I'm going with RBF's recommendation. If I don't try, I'll never know. I'm using Caldwell's recipe. It's interesting that I can't really find any good information on traditional Caerphilly (Caerffili). The wikipedia page is embarrassingly wrong (24 hour brining and then sprinkled with rice flour to make it white???) There are a couple of Youtube videos, but it's hard to get much info.
Quick recipe:
- 4L milk
- 1/16 tsp MA 4001
- 1/4 tsp CaCl2
- 13 drops rennet (normal: 16 drops)
- salt 8-10g (2 applications of 1% weight of curds)
- Add culture at 27 C. Bring up to 30 C over 5 min.
- Ripen for 55 min.
- Add CaCl2. Stir and wait 5 min.
- Add Rennet. 30 min to flocc, cut at 60 (Target 22 min, 2x total time from flocc)
- Cut 1.3 cm cubes. Wait *15 min*
- Stir 15 min. Then over 15 min raise temp to 34 C. Rest 5 min and drain.
- Pile curds to the side of the pot. Maintain 34C and cheddar for 1 hour. Cut slab every 15 minutes and restack.
- Cut curds into 2 cm pieces and salt with 1% weight of salt
- Press lightly for 1.5 - 2 hours
- Rub with 1% weight of salt. Press to close rind over 12-24 hours
- Brine for ~20 minutes
It's a very interesting recipe, so when I looked at it again I suddenly wanted to try it properly :-)
Edit: OK. Doing this has won me over. Cheddaring is surprisingly fun. I was *really* surprised by the texture of the curds after cheddaring for only an hour -- and at a low temp (only 34 C -- 93 F). And, I didn't have to worry at all about closing the rind. After 30 minutes in the press at a moderate weight, it's almost closed already. I probably should have started at a lower weight, but I was being a bit paranoid. Assuming the end result works out well, I'm *definitely* going to do it again. Super fun.

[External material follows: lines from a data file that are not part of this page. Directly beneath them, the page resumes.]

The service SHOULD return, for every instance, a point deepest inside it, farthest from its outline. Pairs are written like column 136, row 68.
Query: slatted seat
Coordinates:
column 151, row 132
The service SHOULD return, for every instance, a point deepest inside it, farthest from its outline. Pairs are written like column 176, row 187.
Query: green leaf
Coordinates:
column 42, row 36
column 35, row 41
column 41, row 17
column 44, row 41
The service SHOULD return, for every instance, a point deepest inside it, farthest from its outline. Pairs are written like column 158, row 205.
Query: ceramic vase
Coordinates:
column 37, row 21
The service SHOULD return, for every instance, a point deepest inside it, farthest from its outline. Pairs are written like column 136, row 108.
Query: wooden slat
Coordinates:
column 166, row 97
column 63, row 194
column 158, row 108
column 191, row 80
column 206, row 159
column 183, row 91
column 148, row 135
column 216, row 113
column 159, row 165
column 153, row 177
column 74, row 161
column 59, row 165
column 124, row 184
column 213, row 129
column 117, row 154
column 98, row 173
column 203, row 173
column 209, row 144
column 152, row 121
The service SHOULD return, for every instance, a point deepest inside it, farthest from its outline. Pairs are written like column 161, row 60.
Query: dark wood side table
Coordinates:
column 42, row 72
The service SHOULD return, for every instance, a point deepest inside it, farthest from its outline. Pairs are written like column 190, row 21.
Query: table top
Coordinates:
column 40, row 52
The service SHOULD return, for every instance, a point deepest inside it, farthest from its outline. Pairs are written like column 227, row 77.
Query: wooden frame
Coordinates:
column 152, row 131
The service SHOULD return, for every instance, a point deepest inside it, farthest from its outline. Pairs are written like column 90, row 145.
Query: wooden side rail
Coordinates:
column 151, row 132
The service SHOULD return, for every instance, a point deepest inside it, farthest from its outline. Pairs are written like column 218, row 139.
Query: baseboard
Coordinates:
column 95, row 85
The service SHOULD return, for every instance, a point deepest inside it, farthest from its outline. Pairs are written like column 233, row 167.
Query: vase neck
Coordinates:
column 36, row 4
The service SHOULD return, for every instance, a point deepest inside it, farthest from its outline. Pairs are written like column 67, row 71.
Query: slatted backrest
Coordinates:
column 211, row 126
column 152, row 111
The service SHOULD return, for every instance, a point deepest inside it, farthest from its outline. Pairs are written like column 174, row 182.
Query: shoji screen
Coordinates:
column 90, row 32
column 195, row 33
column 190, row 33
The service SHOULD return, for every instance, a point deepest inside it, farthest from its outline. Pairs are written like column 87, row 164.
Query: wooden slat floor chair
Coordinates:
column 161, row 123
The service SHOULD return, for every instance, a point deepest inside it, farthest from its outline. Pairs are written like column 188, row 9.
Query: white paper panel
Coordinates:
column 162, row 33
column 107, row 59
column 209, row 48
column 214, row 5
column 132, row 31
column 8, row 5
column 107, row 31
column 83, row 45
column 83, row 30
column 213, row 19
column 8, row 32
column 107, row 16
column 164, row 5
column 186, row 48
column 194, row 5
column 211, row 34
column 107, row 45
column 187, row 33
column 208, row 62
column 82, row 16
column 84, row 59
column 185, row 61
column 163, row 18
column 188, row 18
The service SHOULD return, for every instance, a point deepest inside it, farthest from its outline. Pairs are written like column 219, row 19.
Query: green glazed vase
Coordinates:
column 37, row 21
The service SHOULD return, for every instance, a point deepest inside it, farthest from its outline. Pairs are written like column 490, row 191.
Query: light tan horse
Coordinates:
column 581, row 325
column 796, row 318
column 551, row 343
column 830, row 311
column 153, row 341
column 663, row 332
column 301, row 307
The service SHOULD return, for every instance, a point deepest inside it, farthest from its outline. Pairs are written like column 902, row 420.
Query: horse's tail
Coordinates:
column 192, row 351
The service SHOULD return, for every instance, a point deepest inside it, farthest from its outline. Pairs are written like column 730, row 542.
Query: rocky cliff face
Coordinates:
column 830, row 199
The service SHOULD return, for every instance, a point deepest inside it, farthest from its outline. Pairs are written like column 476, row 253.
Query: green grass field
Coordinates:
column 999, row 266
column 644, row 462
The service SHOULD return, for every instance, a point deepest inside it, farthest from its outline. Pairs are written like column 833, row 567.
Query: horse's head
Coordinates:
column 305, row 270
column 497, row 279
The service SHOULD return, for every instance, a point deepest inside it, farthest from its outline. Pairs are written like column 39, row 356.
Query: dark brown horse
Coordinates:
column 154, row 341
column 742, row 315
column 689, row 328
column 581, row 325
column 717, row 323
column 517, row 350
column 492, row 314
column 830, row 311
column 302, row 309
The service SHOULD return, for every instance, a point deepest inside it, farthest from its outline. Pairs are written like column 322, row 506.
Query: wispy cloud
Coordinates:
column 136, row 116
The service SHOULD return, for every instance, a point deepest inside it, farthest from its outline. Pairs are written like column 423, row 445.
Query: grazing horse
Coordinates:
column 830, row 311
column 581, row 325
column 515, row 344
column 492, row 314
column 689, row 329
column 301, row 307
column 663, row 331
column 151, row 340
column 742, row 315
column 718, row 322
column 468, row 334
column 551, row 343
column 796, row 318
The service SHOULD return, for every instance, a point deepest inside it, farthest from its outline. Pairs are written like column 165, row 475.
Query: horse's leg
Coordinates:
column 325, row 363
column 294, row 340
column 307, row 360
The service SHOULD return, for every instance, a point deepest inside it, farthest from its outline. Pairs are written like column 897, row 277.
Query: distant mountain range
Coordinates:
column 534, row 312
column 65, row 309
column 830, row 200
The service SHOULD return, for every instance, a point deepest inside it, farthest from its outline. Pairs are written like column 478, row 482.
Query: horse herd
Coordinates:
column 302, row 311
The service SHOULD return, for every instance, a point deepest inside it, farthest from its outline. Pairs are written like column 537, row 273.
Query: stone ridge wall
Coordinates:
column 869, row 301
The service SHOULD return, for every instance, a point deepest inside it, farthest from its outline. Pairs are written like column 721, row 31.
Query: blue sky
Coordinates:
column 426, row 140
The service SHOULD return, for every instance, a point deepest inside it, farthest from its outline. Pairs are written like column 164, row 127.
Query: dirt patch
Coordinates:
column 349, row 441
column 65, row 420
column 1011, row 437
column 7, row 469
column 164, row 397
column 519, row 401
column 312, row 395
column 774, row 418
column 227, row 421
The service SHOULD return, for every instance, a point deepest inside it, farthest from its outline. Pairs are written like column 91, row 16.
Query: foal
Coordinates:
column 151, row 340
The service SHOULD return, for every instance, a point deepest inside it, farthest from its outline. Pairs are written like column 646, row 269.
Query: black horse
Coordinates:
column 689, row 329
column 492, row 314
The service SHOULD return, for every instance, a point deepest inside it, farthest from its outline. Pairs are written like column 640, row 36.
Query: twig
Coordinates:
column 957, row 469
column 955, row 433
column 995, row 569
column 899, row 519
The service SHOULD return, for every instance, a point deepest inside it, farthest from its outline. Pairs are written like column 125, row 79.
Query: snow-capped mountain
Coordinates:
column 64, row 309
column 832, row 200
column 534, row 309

Some possible mistakes on my part: Again, I cut the curds too big. I also cooked them for the length the recipe said, but they didn't look quite ready to me, even after I extended the cooking time a bit. I'm not sure what it's supposed to look like, so I just went with it. The curds were draining whey like crazy. I cut and stacked them and they compressed *really* well (even getting that layered look you are supposed to get). I think I could have cut them and stacked them one more time because at milling time, the weight was still 745g. I didn't know how much salt to mill in. Caldwell says 1% of the curd weight, but then says to use a teaspoon for a 8 litre batch. So I'm thinking 1% of the final weight. But as soon as I added the salt to the curds, it just gushed more whey and I'm pretty sure almost none of it made it into the curds. We'll see.